The cloud-based gaming service will offer movies and TV shows sometime in 2011.
Monday brought reports that cloud-based gaming service OnLive plans to provide streaming movies and television shows in 2011. The news arrives as media companies grow concerned that Netflix is growing too large and are now seeking out alternative content distributors.
According to a report from Reuters, OnLive is currently in negotiations with major film and TV studios. However games will still be the main focus on OnLive, as they offer higher margins than movies.
"Streaming technology is available to anybody," said OnLive Chief Executive Steve Perlman in an interview. "We want to work with the studios. All of these guys want to offer content, we're just here to distribute. OnLive can deliver any experience that Netflix can."
Launched earlier this year, OnLive offers PC-based gaming in three flavors: a 3-day PlayPass, a 5-day PlayPass, and a full PlayPass. Prices vary across the board, and not all titles offer 3-day and 5-day passes. The drawback to OnLive is that the library is currently limited, offering around 45 titles. However the service is cloud-based, allowing players to experience many hardware-demanding games without the need to upgrade components.

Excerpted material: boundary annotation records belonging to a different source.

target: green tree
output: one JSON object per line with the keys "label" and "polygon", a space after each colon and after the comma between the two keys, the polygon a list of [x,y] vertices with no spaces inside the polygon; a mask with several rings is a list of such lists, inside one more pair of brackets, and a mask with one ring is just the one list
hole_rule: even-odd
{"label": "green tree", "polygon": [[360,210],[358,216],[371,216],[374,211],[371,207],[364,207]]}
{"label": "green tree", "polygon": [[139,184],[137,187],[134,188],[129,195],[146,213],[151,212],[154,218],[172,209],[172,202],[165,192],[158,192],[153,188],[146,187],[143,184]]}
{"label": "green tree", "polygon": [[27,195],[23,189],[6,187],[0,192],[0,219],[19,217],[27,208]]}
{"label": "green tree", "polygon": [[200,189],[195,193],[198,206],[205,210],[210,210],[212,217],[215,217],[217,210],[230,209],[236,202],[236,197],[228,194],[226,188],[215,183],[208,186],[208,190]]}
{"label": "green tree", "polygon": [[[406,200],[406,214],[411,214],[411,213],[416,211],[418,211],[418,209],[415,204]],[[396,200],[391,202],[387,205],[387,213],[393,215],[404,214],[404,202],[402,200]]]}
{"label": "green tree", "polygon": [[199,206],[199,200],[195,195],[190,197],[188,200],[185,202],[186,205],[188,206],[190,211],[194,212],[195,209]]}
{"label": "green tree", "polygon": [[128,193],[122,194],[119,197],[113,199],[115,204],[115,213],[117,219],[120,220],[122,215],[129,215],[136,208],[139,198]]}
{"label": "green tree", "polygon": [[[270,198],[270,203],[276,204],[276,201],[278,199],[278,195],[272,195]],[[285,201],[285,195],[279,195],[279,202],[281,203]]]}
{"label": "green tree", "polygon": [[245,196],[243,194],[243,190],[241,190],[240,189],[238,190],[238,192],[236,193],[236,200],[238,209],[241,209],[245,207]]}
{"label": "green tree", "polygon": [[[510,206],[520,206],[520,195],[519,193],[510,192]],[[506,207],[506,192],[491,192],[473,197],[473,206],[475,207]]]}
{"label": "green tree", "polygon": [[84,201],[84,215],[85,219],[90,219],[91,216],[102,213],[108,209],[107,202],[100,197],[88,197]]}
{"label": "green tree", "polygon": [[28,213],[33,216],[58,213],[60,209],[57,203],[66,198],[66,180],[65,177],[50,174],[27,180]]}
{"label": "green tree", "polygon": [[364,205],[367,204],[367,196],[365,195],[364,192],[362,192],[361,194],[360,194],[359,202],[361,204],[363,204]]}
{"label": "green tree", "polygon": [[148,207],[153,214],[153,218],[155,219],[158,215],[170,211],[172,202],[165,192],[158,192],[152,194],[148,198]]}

For a PC or Mac, OnLive's minimum system requirements include a 3 Mbps wired or Wifi connection, Windows 7 or Vista (32 or 64-bit) or XP SP3 (32-bit), Mac OS X 10.5.8 or later, and a screen resolution of 1024 x 576. OnLive states that the cloud-based gaming service works on most PCs, netbooks and Intel-based Macs, however the recommended system requirements include a 5 Mbps Internet connection, dual-core PCs, Mac OS X 10.6 or later, and a screen resolution of 1280 x 720.
Of course, OnLive also offers a dedicated $99 stand-alone "console" that hooks directly into the TV. OnLive is also starting a $9.99/mo subscription plan beginning January 15 that grants access to every title in the library. Those who purchase the console can participate in the beta for free until January 14.
As for the movie and TV streaming aspect, the details are unknown. Reuters said that Perlman declined to comment when asked about details and pricing. As Time Warner Inc's Warner Bros is one of the OnLive investors, it's probably a given that everything related to the studio is already on the table.
Could OnLive pose as a threat to Netflix? That will will depend on the content, however a monthly subscription that included one PC game rental for a month could really strike a serious blow below the belt.